Yi, also called 01.AI, was founded by the famous Taiwanese AI investor Kai-Fu Lee. Yi put a chatbot version of its model (which seems to be down at the moment) and another AI tool that can analyze and understand images on Hugging Face. DeepSeek, the aforementioned startup, put a similar visual analyzing tool on the company’s platform.

ModelScope

In November 2022, Alibaba released a platform called ModelScope. It’s sort of a domestic version of Hugging Face, where the Chinese AI community can congregate, access open-source models, and discuss trade. 

And because ModelScope allows users to register with a non-Chinese number, it acts as another useful workaround for accessing Chinese LLMs. A few Chinese companies—like Baichuan, another buzzy AI startup with Alibaba’s backing—have made their models available on ModelScope for anyone to test.

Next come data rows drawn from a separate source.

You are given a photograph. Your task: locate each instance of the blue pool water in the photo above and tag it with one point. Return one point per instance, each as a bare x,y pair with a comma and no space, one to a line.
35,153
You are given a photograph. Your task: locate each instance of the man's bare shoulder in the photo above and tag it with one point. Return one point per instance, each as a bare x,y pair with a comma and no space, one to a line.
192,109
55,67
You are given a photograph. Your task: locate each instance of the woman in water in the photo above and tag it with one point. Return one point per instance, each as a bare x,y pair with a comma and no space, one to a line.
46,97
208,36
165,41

But what’s most useful on the platform is an “LLM Arena” application put together by Open Compass, an AI lab in Shanghai that works on evaluating different models. The arena, as its name suggests, lets users pit two models against each other and directly compare how they respond to the same prompt. Conveniently, since this application has integrated 11 Chinese models, it offers easy access to several AI tools that are otherwise off limits for non-Chinese users.

Beyond the Chinese models mentioned above, the Arena can generate answers from Baidu’s Ernie Bot and iFlytek’s Spark, as well as Minimax, Moonshot, and InternLM, all of which are heavyweights in the Chinese industry. Right now, you can’t generate photos or upload photos to the models this way, even if the models themselves support these multimodal capabilities. But for comparing text generated by Chinese models, as well as a few Western models like Llama 3 and Cohere’s Command R+, this seems like a very handy tool.